Le débat sur la légalisation du cannabis est un cas d’école politique. Voilà un thème sur lequel il suffit que des parlementaires (de n’importe quel bord) se penchent sérieusement dans le cadre d’une commission, par exemple, pour qu’à la fin, ils tombent tous à peu près d’accord : il faut légaliser !

Il faut légaliser sur le cannabis. Ici préparation d'un "joint'
Il faut légaliser sur le cannabis. Ici préparation d'un "joint' © Getty / Camille Delbos/Art In All of Us/Corbis

Les questions sanitaires, sécuritaires ne résistent pas à l’étude approfondie, comme l’a encore montré la mission d’information parlementaire, et le rapport publié avant-hier. 

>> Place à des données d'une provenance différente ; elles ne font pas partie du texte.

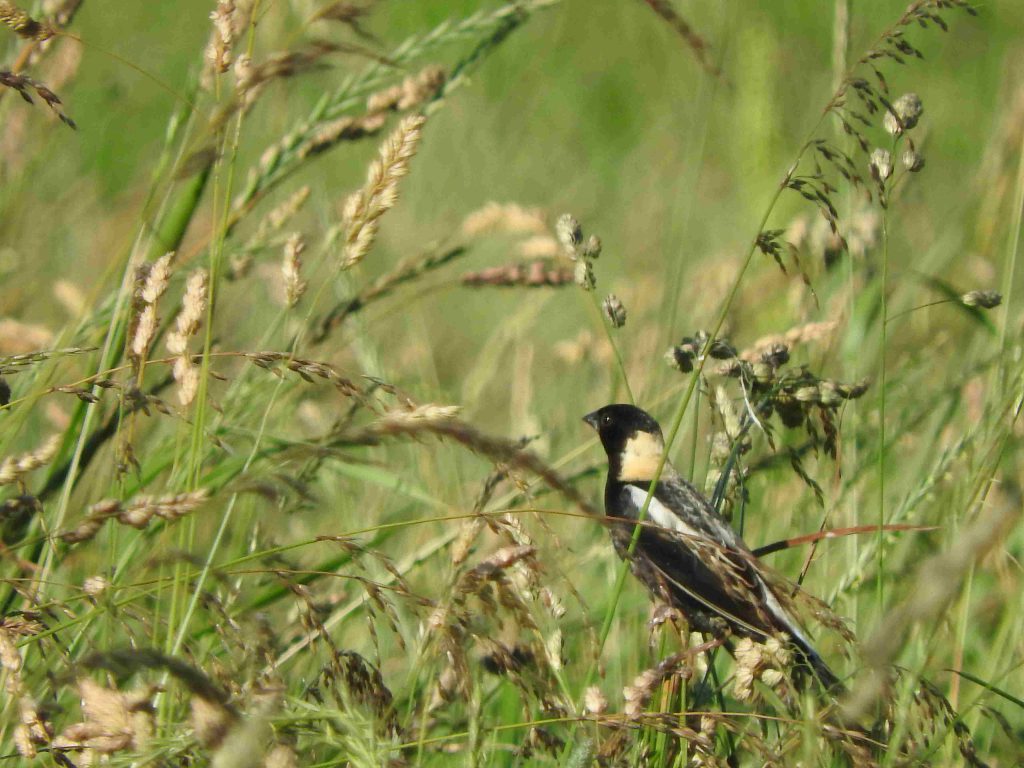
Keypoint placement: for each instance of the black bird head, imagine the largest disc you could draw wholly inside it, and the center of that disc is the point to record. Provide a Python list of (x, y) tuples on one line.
[(631, 438)]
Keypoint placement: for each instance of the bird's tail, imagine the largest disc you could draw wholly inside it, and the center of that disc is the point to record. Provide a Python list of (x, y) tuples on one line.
[(816, 667)]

La législation actuelle est une catastrophe sécuritaire, crée des zones de non droit, entretient une économie souterraine qui, elle-même, devient une drogue dure pour des quartiers entiers sous dépendance. La police s’use, parfois tragiquement, comme on l’a vu à Avignon, à traquer un trafic insaisissable, fait à la fois de flux financiers internationaux et de guetteurs de 12 ans. 

Ce n’est pas la peine que les maires continuent à quémander quelques milliers de policiers en plus, ni de promettre plus de bleu dans les rues, si c’est pour dépenser tant d’énergie à repousser la marée, avec ses gros bras et des coups de menton de ministre de l’Intérieur ! 

Il est question d’une substance dangereuse, facile à produire, dont il faudrait plutôt encadrer, taxer la production, la distribution et la consommation, pour en finir avec l’opacité et donc l’insécurité générale y compris sanitaire. Arguments mille fois documentés. 

Et pourtant…

Et pourtant, la légalisation n’est jamais à l’ordre du jour ! Le président promet un débat. Les députés de la majorité souhaitent ce débat. Robin Réda, le président LR de la mission parlementaire, aussi. 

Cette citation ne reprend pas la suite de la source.